For example, when a specific combination (for example, a BB game combination) is won as a result of the combination lottery, an execution lottery is performed as to whether or not to execute the spinning effect, and the lottery result is won for execution of the production. Then, the execution of the spinning effect is determined. The method of execution lottery is the same as that of combination lottery, and is performed by comparing a random number picked up at a predetermined time with the execution lottery table.
If a plurality of execution lottery tables with different winning probabilities are provided and a game execution lottery is performed, and a specific winning combination is won in the winning lottery, the probability of effect execution is set high (for example, a ratio of 90%). The lottery may be performed using the execution lottery table, and in other cases, the lottery may be performed using the execution lottery table set with a low probability of performance execution (for example, a ratio of 1%).
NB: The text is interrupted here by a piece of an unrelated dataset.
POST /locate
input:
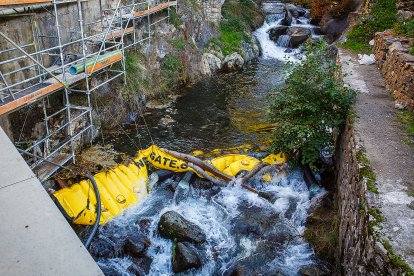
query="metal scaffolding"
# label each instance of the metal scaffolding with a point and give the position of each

(Hopper control means 140)
The hopper control means 140 operates the hopper unit 65 and pays out medals based on the determination result of the game result determination means 150 and the operation of the settlement switch 17. That is, when the game result determination means 150 determines the winning of the payout small role, a medal corresponding to the small role winning is paid out, and when the checkout switch 17 is operated when there are 1 or more credits, it is stored as credits. The medal that has been made is to be paid out.
(Game result judging means 150)
The game result determination unit 150 determines a result of the game and performs a process based on the determination result when all of the rotating reels 40 are stopped by the operation of the stop switch 50.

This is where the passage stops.